This month, let’s think about Hilde Meisel. She was born into a middle-class Jewish family in Vienna, and her parents moved to Berlin while she was still an infant. As a teenager, she moved to England, where she joined the International Socialist Combat League, an ardently anti-Nazi organisation, at the age of 15. From the UK, she kept her German counterparts informed on the fight against fascism, and published articles on their efforts (and their persecution) under the pseudonym Hilde Monte.
Together with fellow journalist Fritz Eberhard, she published the book ‘How to Conquer Hitler – A Plan of Economic and Moral Warfare of the Nazi Home Front’ and a booklet addressed to the British Labour Party entitled ‘Help Germany to Revolt!’ Meisel was integral to the establishment of the pirate radio channel ‘European Revolution Broadcasting System,’ and would later broadcast on the BBC in appeals for solidarity with German Jews and members of the anti-fascist Resistance.

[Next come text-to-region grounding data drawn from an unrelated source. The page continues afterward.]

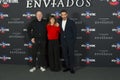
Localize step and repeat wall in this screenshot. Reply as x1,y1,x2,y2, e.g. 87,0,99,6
0,0,120,67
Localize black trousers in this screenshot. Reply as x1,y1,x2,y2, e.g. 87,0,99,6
31,41,47,67
48,40,61,71
61,39,75,70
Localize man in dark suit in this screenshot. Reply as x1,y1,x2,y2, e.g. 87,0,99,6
59,10,77,74
27,11,47,72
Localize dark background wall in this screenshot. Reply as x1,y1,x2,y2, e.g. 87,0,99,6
0,0,120,67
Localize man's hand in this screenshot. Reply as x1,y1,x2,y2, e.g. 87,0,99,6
55,23,59,27
31,38,35,43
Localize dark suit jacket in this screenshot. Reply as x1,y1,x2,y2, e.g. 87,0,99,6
59,18,77,44
27,18,47,42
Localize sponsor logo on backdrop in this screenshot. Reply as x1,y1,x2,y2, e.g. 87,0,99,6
25,56,32,62
9,32,25,38
81,42,95,50
112,26,120,34
111,58,120,64
0,26,9,34
10,48,26,54
81,26,95,34
108,0,119,6
0,12,8,19
51,11,60,19
0,42,10,48
8,18,24,24
99,0,120,6
81,57,95,64
112,10,120,18
94,33,113,40
0,0,19,8
22,12,35,19
81,11,96,19
112,42,120,50
95,18,114,24
0,55,11,61
94,50,112,56
24,42,33,48
23,28,27,32
26,0,92,8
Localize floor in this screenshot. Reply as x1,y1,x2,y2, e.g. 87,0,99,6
0,64,120,80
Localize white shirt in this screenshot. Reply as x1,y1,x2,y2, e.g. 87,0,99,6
62,20,67,31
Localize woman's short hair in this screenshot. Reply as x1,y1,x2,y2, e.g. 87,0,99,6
48,15,57,24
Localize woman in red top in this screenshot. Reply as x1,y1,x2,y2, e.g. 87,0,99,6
46,15,61,71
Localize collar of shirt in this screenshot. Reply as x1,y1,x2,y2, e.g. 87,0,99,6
62,20,67,31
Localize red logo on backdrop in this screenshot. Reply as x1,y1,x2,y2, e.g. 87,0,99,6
25,56,33,62
0,0,19,8
116,26,120,34
116,43,120,50
2,3,10,8
86,43,91,50
109,0,119,6
0,15,4,19
2,45,6,48
0,56,11,62
0,27,4,33
116,61,120,64
86,58,91,64
85,11,91,19
22,12,35,20
81,57,95,64
54,11,60,19
81,11,96,19
1,42,6,48
86,15,91,19
0,42,10,48
117,11,120,18
3,56,7,61
112,10,120,18
86,27,91,34
112,58,120,64
24,42,33,48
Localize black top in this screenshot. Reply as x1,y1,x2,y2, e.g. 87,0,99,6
27,18,47,42
58,18,77,44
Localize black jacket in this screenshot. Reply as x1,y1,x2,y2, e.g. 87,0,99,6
27,18,47,42
59,18,77,44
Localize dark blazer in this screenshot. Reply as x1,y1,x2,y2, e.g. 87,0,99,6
27,18,47,42
59,18,77,44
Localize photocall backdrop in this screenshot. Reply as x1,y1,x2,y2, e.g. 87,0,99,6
0,0,120,67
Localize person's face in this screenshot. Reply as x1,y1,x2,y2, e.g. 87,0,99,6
36,11,43,21
61,12,68,20
50,18,55,24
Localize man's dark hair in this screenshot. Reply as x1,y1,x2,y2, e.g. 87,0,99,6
60,10,68,14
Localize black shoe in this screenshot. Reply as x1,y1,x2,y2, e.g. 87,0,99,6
70,69,75,74
63,68,70,72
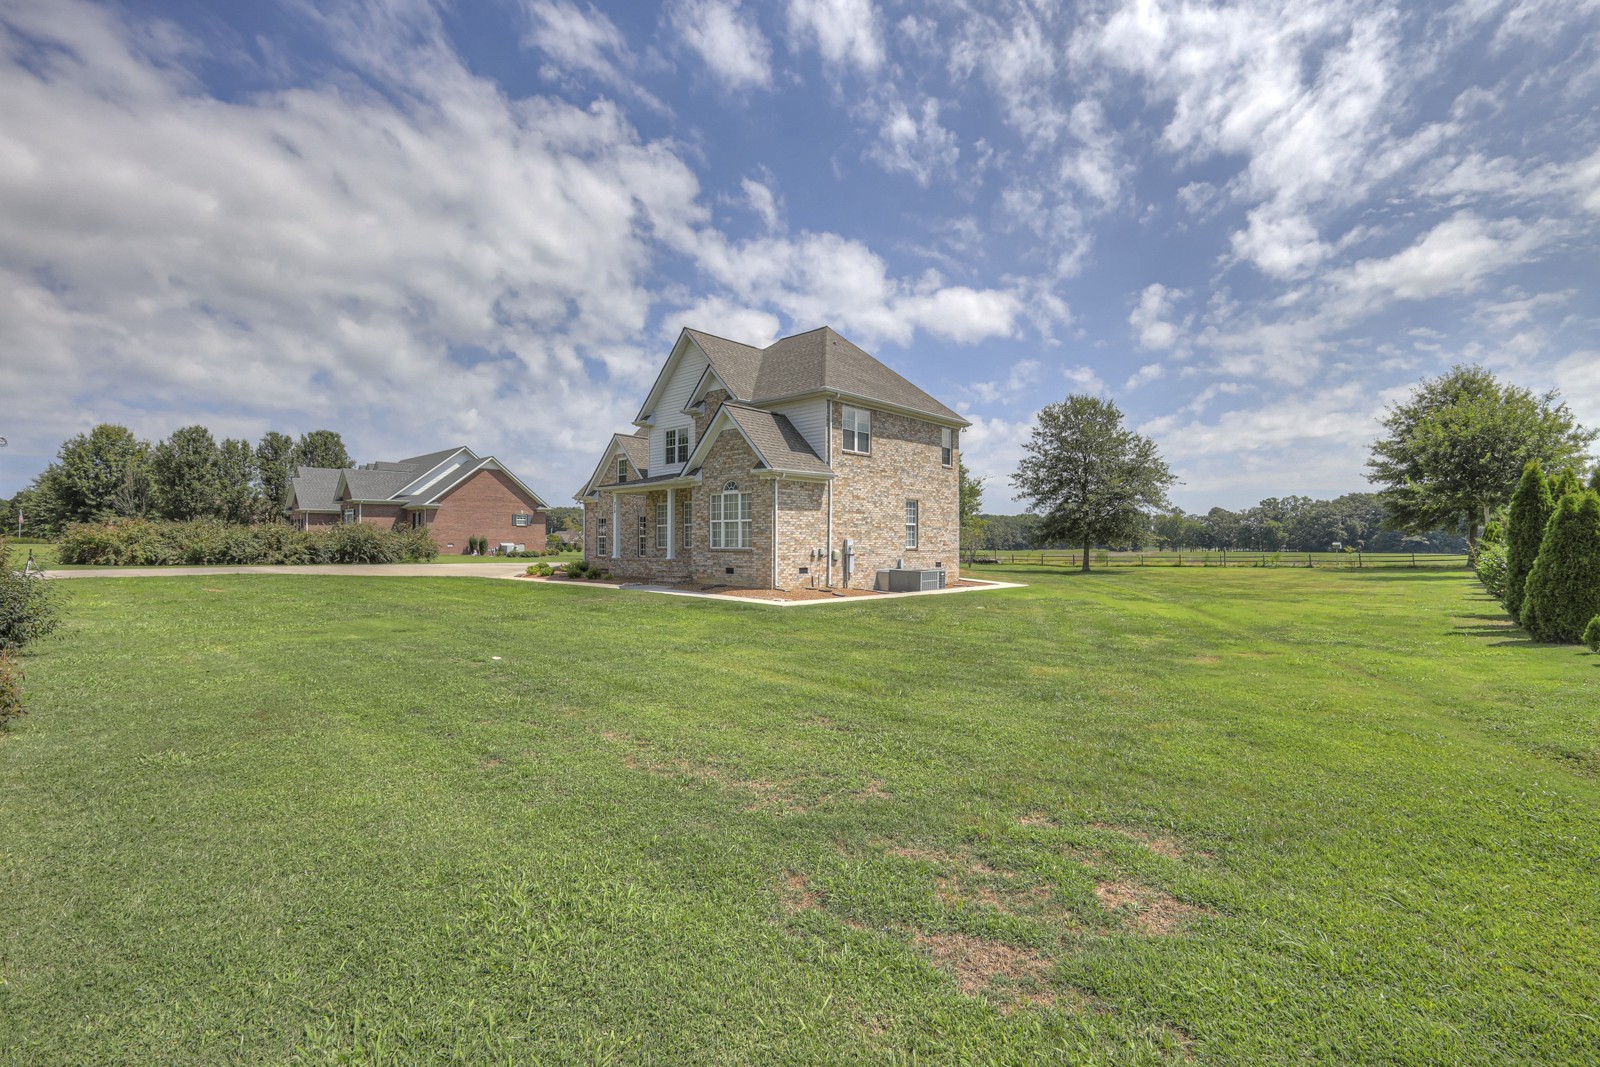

In 1943, she published her own book, ‘The Unity of Europe,’ giving guidance about the politics and economics of a post-fascist Germany. One year later, working for the British secret service, she flew to France in a bid to enter Germany and obtain news about the political situation there. She was shot and killed on the border between Germany and Lichtenstein on April 18th, 1945 – twelve days before Hitler’s suicide.